The liberation of the slave jails marked the end of a brutal Baltimore institution whose story remains unknown except to a handful of local historians.
For a half-century before the Civil War, more than a dozen slave traders operated from harborside storefronts along Pratt and adjacent streets. Some advertised regularly in The Sun and other papers, declaring "5,000 Negroes Wanted" or "Negroes! Negroes! Negroes!" In an 1845 city directory, "Slave Dealers" are listed between "Silversmiths" and "Soap."
Out-of-town dealers would routinely stop for a week at Barnum's or another downtown hotel and place newspaper advertisements declaring their desire to buy slaves.
A routine spectacle was the dreary procession of black men, women and children in chains along Pratt Street to Fells Point, where ships waited to carry them south to New Orleans for auction. Weeping family members would follow their loved ones along the route; they knew their parting might be forever, as there would be no way to know where slaves shipped south would end up.
The grim drama in Baltimore was part of a major industry. Though the United States banned the import of slaves in 1808, the domestic slave trade thrived, as the need for labor shrank in the Chesapeake area and boomed in the Deep South, where the cotton gin had revolutionized agriculture. Between 1790 and 1859, according to one scholar's estimate, more than 1 million slaves were "sold south," most of them from Virginia and Maryland.
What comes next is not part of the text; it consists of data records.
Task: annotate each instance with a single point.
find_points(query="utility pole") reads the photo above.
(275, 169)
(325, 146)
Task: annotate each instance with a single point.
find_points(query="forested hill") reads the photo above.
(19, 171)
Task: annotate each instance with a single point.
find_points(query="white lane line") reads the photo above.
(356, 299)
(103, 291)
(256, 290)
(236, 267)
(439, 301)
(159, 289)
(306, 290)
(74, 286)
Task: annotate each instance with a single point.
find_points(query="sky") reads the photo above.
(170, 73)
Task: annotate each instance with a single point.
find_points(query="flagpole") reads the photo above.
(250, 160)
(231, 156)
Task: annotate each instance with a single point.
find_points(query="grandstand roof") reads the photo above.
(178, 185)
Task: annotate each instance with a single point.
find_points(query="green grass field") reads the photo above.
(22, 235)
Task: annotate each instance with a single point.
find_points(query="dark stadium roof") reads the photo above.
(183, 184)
The broken families and severed relationships resulting from this commerce were a human catastrophe that can be compared in scale, if not in violence or death toll, to the original tragedy of the Middle Passage. Scholars estimate that perhaps 11 million captured Africans survived the journey to the Americas, but most went to Brazil and the Caribbean; only about 650,000 came to the colonies that would become the United States.
Yet the story of the domestic slave trade has been swallowed in America's long amnesia about slavery in general.
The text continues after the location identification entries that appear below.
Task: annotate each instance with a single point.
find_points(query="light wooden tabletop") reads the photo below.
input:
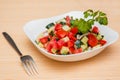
(15, 13)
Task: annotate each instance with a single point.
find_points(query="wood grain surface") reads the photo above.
(14, 14)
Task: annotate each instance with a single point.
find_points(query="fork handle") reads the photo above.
(12, 43)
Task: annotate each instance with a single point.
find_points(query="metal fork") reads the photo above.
(27, 61)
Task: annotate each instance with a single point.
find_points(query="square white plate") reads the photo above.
(33, 28)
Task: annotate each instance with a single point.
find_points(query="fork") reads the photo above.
(27, 61)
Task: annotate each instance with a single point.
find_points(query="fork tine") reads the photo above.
(26, 68)
(34, 66)
(28, 65)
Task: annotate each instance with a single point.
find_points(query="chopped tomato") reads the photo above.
(70, 43)
(102, 42)
(71, 36)
(92, 40)
(60, 43)
(68, 20)
(61, 33)
(55, 45)
(44, 39)
(95, 30)
(78, 50)
(49, 47)
(72, 49)
(74, 30)
(58, 27)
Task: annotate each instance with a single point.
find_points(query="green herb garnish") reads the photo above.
(84, 26)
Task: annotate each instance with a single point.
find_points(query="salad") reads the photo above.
(72, 36)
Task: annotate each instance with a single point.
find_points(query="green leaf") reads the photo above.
(102, 20)
(95, 13)
(91, 21)
(87, 13)
(102, 14)
(83, 26)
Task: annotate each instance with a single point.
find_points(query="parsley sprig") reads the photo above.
(84, 26)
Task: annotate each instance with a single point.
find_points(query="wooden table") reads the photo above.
(15, 13)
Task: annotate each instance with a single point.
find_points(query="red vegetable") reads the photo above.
(74, 30)
(102, 42)
(92, 40)
(49, 47)
(44, 39)
(58, 27)
(61, 33)
(78, 50)
(95, 30)
(70, 43)
(71, 36)
(71, 50)
(68, 20)
(60, 43)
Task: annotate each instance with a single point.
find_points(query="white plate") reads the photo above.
(33, 28)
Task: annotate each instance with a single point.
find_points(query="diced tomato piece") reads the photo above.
(92, 40)
(58, 27)
(48, 47)
(61, 33)
(60, 43)
(95, 30)
(72, 49)
(55, 45)
(70, 43)
(71, 36)
(68, 20)
(44, 40)
(78, 50)
(74, 30)
(102, 42)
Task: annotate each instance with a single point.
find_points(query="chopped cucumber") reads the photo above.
(84, 46)
(65, 39)
(99, 36)
(66, 27)
(64, 50)
(50, 25)
(84, 40)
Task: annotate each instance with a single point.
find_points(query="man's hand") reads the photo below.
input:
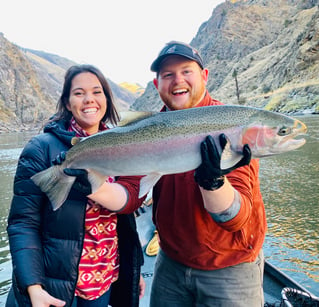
(209, 175)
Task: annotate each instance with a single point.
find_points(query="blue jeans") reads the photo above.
(102, 301)
(175, 285)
"A dream of mine would be to have a little Baltimore tour -- not showing where Frederick Douglass worked in Fells Point or where Thurgood Marshall lived, but where the slave traders were, where the slaves were whipped," says Ralph Clayton, a librarian at the central Pratt library and a historian who has authored most of the few works on the city's slave trade. "But I've run into many people of both races who say, 'Why are you digging this up? Leave it alone.'"
Agnes Kane Callum, dean of Maryland's African-American genealogists, remembers seeing a still-standing slave jail as a girl in the 1930s. Her father would take the family on Sunday drives and point out a hulking brick building with barred windows at Pratt and Howard streets.
"He called it a slave pen," recalls Callum, 74, a North Baltimore grandmother who has researched slavery for 30 years. "He'd say, 'That was where my grandmother was held.'" The slave dealer sold Callum's great-grandmother, who had been snatched as a girl from a beach in the Cape Verde Islands off West Africa, to a plantation in St. Mary's County.
Camliu's and all the other physical evidence of Baltimore's once-thriving slave trade has been erased by demolition and redevelopment. But its history can be pieced together from surviving documents.
The slave jails served several purposes. Slave owners leaving for a trip could check their slaves into a jail to ensure they would not flee. Travelers stopping in Baltimore could lock up their slaves overnight while they slept at a nearby inn. Unwanted slaves or those considered unreliable because of runaway attempts could be sold and housed at the jail until a ship was ready to take them south, usually to New Orleans.
The slave ships anchored off Fells Point, which the traders' generally preferred because of fear of interference from the large number of free blacks working at the Inner Harbor, says Clayton. He has researched the story of an Amistad-style rebellion by slaves on one ship, the Decatur, southbound from Baltimore. The Sun carried ads for the ships' regular runs from Baltimore to New Orleans.